The Mountain View, Calif. firm, known for its development of high-octane
supercomputers for life sciences and government markets, unveiled its Altix
3000 family of servers and superclusters. The systems combine SGI’s
supercomputing architecture with Intel Itanium 2 processors and the Linux
operating system to dash a number of scalability and performance records.
In fact, each node in the Altix 3000 series runs a single Linux operating
system image with up to 64 Itanium 2 processors and 512GB of memory. Because
several nodes use the SGI NUMAlink system interconnect fabric, data is
transmitted up to 200 times faster than with conventional clustering
methods, making it possible for the server to scale to hundreds and,
ultimately, thousands of processors. How fast is the NUMAlink interconnect
fabric? Data crosses over an SGI NUMAlink switch, round-trip, in as little
as 50 nanoseconds, which is about as much time as it takes a beam of light to travel 50 feet.
What makes the Altix 3000 line so special? Most supercomputers require
massive amounts of global shared memory to tackle complicated models, such
as global climate prediction. Such tasks cannot be easily solved in smaller
pieces. Altix 3000 superclusters work like supercomputers because they
provide global shared memory across nodes and operating systems. The
marriage of global shared memory and Linux creates great breakthrough
opportunities for technical users on a standards-based platform.
The Altix 3000 family drew rave reviews from a number of computing experts.
“A few months ago the idea of Linux nodes beyond eight processors was only a
dream,” said Jon “maddog” Hall, president and executive director, Linux
International. “By moving the performance of clustered memory to approach
that of main memory, SGI has unlocked the doors to address whole new
categories of problems that were either difficult or incredibly inefficient
with the previous generation of standards-based clusters. Yet SGI did it
with a standard set of programming interfaces.”

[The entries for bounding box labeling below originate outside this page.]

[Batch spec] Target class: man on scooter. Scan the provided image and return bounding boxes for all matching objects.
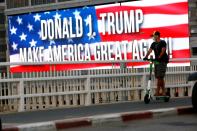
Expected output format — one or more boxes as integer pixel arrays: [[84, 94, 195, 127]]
[[143, 31, 169, 96]]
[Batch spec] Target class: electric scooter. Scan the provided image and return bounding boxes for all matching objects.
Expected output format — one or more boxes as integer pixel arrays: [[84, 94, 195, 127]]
[[144, 58, 170, 104]]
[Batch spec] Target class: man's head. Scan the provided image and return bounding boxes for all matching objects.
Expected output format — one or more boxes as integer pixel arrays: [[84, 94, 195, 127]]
[[151, 31, 160, 42]]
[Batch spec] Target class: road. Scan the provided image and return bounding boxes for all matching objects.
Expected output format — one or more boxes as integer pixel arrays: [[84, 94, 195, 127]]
[[59, 114, 197, 131], [0, 97, 191, 125]]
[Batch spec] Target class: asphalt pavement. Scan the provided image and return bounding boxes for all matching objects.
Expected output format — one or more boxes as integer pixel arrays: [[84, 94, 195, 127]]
[[58, 114, 197, 131], [0, 97, 191, 125]]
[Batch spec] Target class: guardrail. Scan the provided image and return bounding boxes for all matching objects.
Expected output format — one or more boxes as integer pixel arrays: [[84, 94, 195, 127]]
[[0, 59, 197, 112]]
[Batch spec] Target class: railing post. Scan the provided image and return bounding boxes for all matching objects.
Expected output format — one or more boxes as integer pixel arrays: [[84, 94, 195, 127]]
[[18, 80, 24, 112], [85, 76, 91, 106], [141, 68, 147, 100]]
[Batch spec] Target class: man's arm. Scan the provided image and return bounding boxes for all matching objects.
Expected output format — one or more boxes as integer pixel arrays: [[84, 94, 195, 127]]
[[145, 48, 152, 58]]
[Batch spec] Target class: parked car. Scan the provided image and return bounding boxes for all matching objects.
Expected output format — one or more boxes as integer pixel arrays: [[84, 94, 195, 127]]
[[188, 72, 197, 112]]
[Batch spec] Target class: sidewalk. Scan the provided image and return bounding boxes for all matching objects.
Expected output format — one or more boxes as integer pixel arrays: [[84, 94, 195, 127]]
[[3, 106, 193, 131]]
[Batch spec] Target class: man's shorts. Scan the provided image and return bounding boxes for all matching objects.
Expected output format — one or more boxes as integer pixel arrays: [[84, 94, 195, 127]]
[[155, 62, 167, 78]]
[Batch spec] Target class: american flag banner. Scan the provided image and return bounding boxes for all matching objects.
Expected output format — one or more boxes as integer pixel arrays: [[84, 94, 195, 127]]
[[8, 0, 190, 72]]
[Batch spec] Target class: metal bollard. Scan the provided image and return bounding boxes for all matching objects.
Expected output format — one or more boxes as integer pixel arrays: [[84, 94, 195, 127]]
[[0, 118, 3, 131]]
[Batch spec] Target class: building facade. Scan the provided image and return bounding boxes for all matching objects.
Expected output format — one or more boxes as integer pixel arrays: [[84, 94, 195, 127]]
[[0, 0, 7, 72]]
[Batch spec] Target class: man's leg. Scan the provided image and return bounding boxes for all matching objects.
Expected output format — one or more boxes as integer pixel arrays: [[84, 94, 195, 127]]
[[159, 78, 166, 96]]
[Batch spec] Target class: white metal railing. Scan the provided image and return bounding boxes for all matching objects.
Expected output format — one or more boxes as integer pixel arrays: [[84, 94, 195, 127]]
[[0, 59, 197, 112]]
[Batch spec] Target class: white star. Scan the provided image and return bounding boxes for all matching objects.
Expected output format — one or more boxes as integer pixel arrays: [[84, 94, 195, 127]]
[[34, 13, 41, 22], [44, 11, 50, 14], [19, 33, 27, 41], [27, 23, 33, 32], [83, 6, 89, 9], [16, 16, 23, 25], [53, 12, 61, 19], [68, 38, 73, 43], [29, 39, 37, 47], [38, 30, 42, 38], [10, 26, 17, 35], [73, 10, 80, 17], [12, 42, 18, 50]]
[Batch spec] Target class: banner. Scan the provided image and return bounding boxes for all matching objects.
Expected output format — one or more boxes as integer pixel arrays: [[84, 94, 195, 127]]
[[8, 0, 190, 72]]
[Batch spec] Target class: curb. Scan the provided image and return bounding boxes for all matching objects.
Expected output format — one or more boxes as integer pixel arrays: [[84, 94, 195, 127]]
[[3, 106, 194, 131]]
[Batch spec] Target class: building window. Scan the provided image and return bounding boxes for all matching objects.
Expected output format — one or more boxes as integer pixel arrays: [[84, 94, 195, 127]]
[[0, 31, 5, 38], [192, 47, 197, 56]]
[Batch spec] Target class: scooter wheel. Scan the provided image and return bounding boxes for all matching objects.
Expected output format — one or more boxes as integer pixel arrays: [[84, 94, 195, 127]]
[[144, 94, 150, 104]]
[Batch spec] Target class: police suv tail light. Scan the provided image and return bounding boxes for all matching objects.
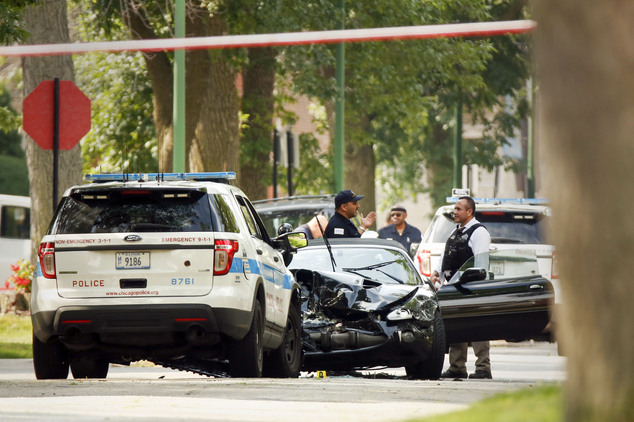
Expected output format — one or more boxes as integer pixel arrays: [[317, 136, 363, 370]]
[[37, 242, 55, 278], [418, 249, 431, 277], [550, 251, 559, 280], [214, 239, 240, 275]]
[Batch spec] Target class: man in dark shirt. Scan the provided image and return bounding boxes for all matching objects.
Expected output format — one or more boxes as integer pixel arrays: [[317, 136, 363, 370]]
[[324, 189, 376, 239], [379, 205, 421, 252]]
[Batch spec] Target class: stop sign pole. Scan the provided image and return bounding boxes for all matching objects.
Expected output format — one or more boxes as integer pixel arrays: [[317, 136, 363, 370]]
[[53, 78, 59, 212], [22, 78, 91, 211]]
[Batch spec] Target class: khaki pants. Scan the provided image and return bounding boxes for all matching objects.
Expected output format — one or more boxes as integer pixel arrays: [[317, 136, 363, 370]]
[[449, 341, 491, 373]]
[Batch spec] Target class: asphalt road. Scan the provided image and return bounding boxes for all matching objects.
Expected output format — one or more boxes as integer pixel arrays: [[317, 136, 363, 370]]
[[0, 342, 566, 422]]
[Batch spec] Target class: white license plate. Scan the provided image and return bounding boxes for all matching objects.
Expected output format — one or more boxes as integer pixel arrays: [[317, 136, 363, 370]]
[[115, 252, 150, 270]]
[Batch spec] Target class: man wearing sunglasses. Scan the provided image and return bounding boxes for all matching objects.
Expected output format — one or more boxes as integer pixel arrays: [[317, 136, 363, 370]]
[[379, 205, 421, 252]]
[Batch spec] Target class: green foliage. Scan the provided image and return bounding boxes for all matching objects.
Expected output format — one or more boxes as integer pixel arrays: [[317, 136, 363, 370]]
[[0, 0, 42, 45], [75, 4, 158, 173], [286, 133, 335, 195], [411, 385, 564, 422], [283, 0, 529, 209], [0, 314, 33, 359], [0, 155, 29, 196], [0, 85, 25, 159]]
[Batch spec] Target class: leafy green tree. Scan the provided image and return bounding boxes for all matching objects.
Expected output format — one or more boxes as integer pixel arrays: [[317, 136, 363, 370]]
[[0, 86, 29, 196], [73, 2, 158, 173], [276, 0, 527, 214], [83, 0, 239, 175]]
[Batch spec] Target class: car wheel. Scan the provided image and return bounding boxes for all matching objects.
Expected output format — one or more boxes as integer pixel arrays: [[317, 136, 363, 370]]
[[229, 299, 264, 378], [405, 314, 446, 380], [33, 335, 68, 380], [70, 356, 110, 379], [264, 304, 302, 378]]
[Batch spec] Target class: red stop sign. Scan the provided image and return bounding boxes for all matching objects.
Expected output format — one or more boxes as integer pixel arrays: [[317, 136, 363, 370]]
[[22, 81, 91, 150]]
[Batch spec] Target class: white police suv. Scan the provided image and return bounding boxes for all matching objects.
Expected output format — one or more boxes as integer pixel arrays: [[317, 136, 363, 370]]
[[31, 173, 306, 379], [415, 192, 561, 330]]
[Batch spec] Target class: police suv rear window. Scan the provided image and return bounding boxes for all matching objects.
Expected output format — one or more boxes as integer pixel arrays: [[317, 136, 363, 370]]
[[49, 189, 215, 234], [423, 210, 546, 244]]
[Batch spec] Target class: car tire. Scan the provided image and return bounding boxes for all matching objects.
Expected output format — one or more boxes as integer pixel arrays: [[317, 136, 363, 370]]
[[70, 356, 110, 379], [405, 313, 446, 380], [229, 299, 264, 378], [264, 303, 302, 378], [33, 335, 69, 380]]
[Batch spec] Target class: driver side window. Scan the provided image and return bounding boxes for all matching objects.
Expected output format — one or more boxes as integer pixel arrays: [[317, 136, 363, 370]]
[[236, 196, 264, 240]]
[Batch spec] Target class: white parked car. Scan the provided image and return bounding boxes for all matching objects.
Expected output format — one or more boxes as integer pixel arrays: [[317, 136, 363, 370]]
[[415, 198, 561, 338], [31, 173, 306, 379], [0, 195, 31, 287]]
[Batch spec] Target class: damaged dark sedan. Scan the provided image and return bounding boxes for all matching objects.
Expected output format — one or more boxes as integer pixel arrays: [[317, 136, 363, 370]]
[[289, 239, 446, 379]]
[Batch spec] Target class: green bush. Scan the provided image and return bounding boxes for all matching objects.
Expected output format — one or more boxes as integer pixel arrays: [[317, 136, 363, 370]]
[[0, 155, 29, 196], [0, 314, 33, 359]]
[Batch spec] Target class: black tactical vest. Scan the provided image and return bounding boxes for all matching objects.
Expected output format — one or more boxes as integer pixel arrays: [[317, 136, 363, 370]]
[[442, 223, 484, 280]]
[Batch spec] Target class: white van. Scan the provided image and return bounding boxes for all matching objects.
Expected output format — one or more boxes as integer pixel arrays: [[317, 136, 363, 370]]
[[0, 195, 31, 288]]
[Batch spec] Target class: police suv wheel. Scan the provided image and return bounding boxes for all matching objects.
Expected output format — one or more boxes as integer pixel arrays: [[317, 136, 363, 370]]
[[33, 335, 68, 380], [229, 299, 264, 378], [264, 303, 302, 378]]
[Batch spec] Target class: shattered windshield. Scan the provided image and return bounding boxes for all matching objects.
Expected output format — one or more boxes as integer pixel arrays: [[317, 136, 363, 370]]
[[451, 249, 539, 282], [289, 245, 423, 285]]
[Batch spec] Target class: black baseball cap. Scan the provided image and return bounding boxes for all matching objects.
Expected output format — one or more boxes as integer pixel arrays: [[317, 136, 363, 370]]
[[335, 189, 363, 208]]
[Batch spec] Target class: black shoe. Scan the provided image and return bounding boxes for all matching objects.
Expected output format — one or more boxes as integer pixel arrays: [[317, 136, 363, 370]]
[[469, 369, 493, 380], [440, 369, 467, 378]]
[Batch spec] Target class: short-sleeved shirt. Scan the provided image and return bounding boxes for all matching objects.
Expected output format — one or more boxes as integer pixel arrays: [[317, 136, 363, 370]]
[[293, 224, 314, 239], [324, 212, 361, 239], [379, 223, 422, 252]]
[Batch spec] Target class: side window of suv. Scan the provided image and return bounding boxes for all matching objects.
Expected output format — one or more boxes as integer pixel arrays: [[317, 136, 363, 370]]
[[236, 196, 264, 240], [0, 206, 31, 239], [209, 195, 240, 233]]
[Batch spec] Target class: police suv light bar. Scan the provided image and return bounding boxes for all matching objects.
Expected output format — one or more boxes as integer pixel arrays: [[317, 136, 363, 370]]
[[451, 188, 471, 198], [446, 196, 548, 205], [84, 171, 236, 183]]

Illuminata analyst Gordon Haff said some of the benchmarks were impressive, but that Altix 3000 is geared for very specific functions and that the news shouldn’t be posed as a means of saying linux can scale to 64 processors 00 that just isn’t true.

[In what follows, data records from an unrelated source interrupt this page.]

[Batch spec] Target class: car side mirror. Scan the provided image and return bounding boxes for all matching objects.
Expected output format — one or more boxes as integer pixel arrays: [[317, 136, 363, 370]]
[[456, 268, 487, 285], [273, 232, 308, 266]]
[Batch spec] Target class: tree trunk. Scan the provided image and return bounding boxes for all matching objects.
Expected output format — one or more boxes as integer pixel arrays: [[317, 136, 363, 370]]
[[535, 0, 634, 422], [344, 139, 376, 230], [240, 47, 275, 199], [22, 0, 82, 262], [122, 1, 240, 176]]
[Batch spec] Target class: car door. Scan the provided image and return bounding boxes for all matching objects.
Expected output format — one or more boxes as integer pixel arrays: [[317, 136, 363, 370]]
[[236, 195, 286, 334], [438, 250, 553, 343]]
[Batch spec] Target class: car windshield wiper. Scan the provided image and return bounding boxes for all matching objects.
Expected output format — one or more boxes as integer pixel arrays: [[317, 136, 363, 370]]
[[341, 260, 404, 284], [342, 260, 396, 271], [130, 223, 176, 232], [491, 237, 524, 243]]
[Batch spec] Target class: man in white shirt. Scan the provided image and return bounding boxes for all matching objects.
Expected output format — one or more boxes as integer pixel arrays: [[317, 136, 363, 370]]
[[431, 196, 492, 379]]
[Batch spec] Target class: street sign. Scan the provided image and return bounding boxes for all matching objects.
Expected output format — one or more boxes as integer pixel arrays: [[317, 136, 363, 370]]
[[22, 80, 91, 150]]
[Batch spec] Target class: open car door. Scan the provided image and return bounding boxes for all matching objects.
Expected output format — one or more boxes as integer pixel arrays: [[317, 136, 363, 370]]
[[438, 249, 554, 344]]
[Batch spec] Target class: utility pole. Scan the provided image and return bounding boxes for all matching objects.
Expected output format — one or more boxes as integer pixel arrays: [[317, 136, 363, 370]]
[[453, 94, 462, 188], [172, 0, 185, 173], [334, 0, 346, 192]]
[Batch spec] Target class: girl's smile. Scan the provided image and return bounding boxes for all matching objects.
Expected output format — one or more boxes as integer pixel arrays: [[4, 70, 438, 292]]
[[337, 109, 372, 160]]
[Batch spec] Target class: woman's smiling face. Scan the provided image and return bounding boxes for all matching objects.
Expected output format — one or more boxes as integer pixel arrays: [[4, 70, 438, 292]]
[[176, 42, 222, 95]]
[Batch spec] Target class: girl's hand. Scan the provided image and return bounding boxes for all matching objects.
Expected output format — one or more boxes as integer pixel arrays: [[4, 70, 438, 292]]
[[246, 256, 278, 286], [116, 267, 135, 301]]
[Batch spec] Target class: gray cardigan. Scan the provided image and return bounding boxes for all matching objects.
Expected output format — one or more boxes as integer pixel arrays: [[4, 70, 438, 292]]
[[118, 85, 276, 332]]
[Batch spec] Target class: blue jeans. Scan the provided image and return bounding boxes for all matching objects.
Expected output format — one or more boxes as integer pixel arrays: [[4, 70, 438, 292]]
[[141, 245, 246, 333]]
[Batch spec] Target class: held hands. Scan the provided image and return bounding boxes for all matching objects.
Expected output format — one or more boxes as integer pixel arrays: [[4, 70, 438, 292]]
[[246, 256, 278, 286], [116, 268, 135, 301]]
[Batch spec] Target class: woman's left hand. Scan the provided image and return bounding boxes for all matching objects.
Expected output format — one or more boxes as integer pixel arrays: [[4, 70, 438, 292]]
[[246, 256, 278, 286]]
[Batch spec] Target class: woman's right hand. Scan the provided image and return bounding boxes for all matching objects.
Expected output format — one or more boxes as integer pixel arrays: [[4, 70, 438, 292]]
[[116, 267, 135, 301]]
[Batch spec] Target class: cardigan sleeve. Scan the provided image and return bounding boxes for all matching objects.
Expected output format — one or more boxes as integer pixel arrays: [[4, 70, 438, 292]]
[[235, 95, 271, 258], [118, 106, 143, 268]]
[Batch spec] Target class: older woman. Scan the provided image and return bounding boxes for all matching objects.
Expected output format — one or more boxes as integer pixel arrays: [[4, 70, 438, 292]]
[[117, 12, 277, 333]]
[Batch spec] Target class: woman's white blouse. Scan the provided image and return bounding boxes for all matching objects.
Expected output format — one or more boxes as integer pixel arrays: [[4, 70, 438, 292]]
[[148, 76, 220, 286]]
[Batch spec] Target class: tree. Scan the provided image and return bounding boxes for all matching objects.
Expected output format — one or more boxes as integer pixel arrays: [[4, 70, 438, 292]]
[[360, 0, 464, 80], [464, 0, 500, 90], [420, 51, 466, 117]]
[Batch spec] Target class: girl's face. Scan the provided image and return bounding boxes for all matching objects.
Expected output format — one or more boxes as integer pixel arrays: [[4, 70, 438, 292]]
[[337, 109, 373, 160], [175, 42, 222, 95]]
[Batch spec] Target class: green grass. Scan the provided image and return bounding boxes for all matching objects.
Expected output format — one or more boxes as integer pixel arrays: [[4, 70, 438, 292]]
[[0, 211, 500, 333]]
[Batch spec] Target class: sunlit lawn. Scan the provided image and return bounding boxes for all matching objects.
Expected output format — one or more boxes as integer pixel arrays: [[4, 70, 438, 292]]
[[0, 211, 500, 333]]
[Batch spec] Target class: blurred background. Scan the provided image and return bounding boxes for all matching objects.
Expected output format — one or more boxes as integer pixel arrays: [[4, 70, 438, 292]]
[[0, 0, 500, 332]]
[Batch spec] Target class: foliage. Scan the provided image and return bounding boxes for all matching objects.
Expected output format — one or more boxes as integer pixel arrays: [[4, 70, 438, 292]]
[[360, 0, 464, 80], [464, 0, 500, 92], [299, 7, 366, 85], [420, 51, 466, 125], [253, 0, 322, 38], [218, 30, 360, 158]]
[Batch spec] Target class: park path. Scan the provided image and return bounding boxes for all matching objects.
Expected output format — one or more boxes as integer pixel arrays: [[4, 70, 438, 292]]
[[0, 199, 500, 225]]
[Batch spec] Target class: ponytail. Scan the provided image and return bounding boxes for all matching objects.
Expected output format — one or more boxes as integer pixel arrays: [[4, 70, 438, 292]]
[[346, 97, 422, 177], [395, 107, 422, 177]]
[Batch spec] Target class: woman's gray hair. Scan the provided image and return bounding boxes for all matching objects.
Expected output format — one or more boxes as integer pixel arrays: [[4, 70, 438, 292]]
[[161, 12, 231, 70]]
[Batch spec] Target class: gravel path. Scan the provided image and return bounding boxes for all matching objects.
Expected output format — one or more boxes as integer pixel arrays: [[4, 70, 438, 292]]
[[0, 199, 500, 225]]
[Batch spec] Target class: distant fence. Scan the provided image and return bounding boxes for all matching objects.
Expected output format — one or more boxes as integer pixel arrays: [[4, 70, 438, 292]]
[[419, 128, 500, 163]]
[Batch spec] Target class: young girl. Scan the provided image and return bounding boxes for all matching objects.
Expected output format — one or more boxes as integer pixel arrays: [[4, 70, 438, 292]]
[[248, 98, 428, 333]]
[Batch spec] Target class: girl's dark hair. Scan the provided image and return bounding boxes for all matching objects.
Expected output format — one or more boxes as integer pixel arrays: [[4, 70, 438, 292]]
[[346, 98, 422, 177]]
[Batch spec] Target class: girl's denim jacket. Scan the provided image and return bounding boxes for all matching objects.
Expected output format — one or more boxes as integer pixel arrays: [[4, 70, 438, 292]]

“Fundamentally, Linux has been looked at as a distributed OS,” Haff said. “And that’s fair. But the way SGI has used it with Altix shows that it can be used as a replacement for Unix in certain capacities. SGI has shown Linux can scale quite effectively in certain environments.”
The Altix 3000 family will be available later in the first quarter of 2003 in
both entry-level and scalable supercluster models. The entry-level server
starts at $70,176 at four processors with up to 32GB of memory and scales to
12 processors and 96GB of memory. The supercluster model scales to hundreds
of processors and over 1TB of memory today, with future scalability to 2,048
processors and 16TB of global shared memory. The king of the hill
64-processor system begins at $1,129,262.
SGI, who competes with the likes of Cray, IBM and HP in the supercomputing
space, is taking a page out of Big Blue’s book in terms of attractive price
points: the firm said its Altix 3000 family offers roughly twice the
performance of comparable IBM machines for half the price.